| by Donald Camp
( March 18, 2014, Washington DC, Sri Lanka Guardian) There was a time, not so long ago, when Sri Lanka was known for the quality of its democracy. In 1975, when I was a Foreign Service officer at the U.S. Embassy there, the country was in economic straits but proud of its international reputation for an independent political culture, a feisty press, and a remarkably high standard of education and social services.
There were tensions between the Sinhalese and Tamils, but there was also a history of cooperation and respect amid Sri Lanka's ethnic and religious diversity. Hindu shrines thrived within the country's most sacred Buddhist temples. Christians and Muslims played a prominent political role. And at least among the urban elite, Tamils and Sinhalese studied together, played together, and often married each other.
Today, Sri Lanka is another country. The bloody war between the Liberation Tigers of Tamil Eelam (LTTE) and the government tore the country apart after 1983. The United States and many other friends of Sri Lanka supported the government in its fight. In 2009, the military succeeded in crushing the Tigers. But the government, after winning the war, has not been able to manage the peace or rebuild Sri Lanka's democratic traditions.
Instead, the country looks to be drifting toward authoritarianism. Journalists are terrified and intimidated by arrests and mysterious assaults on those critical of the government. The annual press freedom index lists Sri Lanka near the bottom, just above China and North Korea.
The once-independent judiciary has learned not to challenge the government's edicts. The war-heavy defense establishment carries out many internal security functions, and "white vans" have become synonymous with the disappearance of dissidents who speak out against the government. Extremist Buddhist clergy have attacked churches and mosques, with little response from police and with minimal condemnation by political leaders.
But one of the saddest legacies of the long war is the polarization of the Tamil and Sinhalese communities.

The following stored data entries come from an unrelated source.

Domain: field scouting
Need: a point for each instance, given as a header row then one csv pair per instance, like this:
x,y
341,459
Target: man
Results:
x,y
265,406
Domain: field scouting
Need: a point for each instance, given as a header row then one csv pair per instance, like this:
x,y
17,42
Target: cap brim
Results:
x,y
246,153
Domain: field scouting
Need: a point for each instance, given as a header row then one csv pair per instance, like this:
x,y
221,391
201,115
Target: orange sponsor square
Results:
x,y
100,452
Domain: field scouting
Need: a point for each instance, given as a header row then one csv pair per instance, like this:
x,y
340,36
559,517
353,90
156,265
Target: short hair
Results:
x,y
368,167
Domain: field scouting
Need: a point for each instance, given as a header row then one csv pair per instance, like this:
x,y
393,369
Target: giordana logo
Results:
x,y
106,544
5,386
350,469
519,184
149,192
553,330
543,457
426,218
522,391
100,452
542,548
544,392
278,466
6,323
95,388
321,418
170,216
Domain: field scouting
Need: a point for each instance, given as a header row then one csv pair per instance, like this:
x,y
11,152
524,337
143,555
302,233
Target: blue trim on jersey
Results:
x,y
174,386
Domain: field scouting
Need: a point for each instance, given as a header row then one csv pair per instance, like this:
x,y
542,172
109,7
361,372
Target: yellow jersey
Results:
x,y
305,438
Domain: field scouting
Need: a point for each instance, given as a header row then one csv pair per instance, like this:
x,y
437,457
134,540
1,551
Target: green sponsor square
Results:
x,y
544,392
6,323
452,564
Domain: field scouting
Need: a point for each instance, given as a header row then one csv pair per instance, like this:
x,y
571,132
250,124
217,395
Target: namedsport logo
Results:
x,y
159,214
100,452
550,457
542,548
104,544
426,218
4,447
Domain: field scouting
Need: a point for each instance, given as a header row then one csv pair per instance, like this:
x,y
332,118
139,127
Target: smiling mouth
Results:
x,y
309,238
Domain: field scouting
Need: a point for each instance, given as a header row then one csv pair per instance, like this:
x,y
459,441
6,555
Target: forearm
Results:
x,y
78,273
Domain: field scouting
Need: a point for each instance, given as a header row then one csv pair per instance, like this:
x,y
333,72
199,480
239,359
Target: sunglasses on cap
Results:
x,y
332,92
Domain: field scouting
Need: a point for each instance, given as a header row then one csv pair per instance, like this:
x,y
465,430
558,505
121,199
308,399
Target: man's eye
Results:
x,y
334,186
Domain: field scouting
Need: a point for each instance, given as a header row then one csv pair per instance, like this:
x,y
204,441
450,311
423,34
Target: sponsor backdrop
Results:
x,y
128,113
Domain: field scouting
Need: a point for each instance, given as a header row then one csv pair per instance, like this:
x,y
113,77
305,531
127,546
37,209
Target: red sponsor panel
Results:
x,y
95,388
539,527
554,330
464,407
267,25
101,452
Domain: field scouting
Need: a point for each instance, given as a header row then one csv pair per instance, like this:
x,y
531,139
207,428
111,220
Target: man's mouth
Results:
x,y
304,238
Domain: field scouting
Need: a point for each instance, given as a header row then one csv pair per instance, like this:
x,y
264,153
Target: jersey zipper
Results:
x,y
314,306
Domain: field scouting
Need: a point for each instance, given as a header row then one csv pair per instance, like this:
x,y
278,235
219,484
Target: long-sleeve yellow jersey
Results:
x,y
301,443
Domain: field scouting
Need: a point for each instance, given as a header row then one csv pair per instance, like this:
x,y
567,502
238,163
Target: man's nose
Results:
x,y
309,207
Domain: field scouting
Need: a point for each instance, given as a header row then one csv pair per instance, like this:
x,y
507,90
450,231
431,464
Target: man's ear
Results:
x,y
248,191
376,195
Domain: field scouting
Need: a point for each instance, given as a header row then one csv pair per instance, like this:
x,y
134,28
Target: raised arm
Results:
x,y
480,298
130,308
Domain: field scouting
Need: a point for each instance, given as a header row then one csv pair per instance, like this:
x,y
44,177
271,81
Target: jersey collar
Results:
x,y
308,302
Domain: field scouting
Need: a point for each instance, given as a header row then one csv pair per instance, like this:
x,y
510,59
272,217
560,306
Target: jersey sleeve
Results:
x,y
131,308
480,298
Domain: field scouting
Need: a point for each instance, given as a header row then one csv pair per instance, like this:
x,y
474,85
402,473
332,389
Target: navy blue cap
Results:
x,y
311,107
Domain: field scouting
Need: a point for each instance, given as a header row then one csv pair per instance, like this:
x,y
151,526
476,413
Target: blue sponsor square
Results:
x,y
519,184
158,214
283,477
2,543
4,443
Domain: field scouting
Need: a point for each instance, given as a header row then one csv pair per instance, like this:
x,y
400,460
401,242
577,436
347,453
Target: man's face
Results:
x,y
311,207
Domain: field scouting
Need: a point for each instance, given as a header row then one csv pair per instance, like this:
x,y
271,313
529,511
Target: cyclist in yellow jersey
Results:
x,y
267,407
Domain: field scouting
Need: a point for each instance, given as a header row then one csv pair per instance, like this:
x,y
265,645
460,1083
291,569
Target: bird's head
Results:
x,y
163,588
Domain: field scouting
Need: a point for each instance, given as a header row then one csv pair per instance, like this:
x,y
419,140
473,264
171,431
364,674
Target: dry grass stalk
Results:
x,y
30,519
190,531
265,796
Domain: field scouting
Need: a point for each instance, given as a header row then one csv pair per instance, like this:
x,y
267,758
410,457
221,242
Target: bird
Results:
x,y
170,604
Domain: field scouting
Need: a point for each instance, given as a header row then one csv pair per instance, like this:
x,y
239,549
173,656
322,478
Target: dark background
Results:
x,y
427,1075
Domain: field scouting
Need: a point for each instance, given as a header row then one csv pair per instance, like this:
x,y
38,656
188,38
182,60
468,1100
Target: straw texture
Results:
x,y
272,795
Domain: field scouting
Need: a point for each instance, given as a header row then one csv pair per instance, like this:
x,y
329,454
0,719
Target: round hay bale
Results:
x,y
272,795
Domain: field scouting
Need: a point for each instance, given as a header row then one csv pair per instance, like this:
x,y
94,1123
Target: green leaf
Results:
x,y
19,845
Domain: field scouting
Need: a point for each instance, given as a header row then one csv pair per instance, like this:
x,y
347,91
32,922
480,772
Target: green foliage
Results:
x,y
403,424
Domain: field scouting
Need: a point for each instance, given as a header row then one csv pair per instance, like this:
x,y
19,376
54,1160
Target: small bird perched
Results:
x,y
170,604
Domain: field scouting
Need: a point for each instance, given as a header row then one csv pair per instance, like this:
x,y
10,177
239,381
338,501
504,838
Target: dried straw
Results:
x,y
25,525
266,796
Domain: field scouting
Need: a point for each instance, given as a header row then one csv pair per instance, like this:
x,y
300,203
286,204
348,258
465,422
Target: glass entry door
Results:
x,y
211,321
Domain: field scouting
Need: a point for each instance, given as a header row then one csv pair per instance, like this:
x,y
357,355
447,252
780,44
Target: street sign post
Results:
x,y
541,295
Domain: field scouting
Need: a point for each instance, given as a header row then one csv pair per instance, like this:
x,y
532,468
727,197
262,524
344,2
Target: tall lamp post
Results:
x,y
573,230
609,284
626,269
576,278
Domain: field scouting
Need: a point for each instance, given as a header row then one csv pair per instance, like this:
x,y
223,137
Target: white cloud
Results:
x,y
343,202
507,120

President Mahinda Rajapakse and his government had the opportunity to be magnanimous in victory, and to offer the minority Tamil community clear signals that the government would respond to their legitimate grievances, and would offer a modicum of regional autonomy for the traditional Tamil heartland of the north and east. It has failed to do that.
The government also needed to acknowledge and deal with the scar left by the bloody end of the war, in which tens of thousands of innocent Tamil civilians were killed by indiscriminate military shelling and by LTTE hostage-taking.
The government still owes its people - and especially the relatives of those who died - an honest accounting of that time and a genuine effort to bring to justice wrongdoers. Sweeping these tragedies under the carpet will not help the nation heal nor bridge the divide between Tamils and Sinhalese. There must be truth before there can be meaningful reconciliation.
With the government so far unresponsive, there is increasing pressure for the United Nations to take action. The U.N.'s senior human rights official, Navi Pillay, said in August that if Sri Lanka didn't make meaningful progress on reconciliation, particularly on issues of accountability during the final stages of the war, "the international community will have a duty to establish its own inquiry mechanisms."
The issue is coming to a head as the U.N. Human Rights Council meets in Geneva this month. The United States and other members of the council, including neighbor India, last year supported a resolution calling on Sri Lanka to undertake its own independent and credible investigation into alleged war crimes.
The government of Sri Lanka has levied accusations of bad faith and hypocrisy at the countries calling for action by the U.N. Human Rights Council. In fact, the council is acting only because Sri Lanka has failed to do so.
The world community supported Sri Lanka during its battle with the LTTE, and respected the country's traditional commitment to democratic governance and to religious and ethnic tolerance.If the government had demonstrated that it was listening to the voices within the country calling for justice and reconciliation, and for an accurate accounting of the actions of the military, there would be no call for action in Geneva.
It is Sri Lanka that has changed, not the United Nations or the nations calling for action at the Human Rights Council.
After five years of stalling by the government, it is time for an international investigation to do what Colombo has been unwilling to do.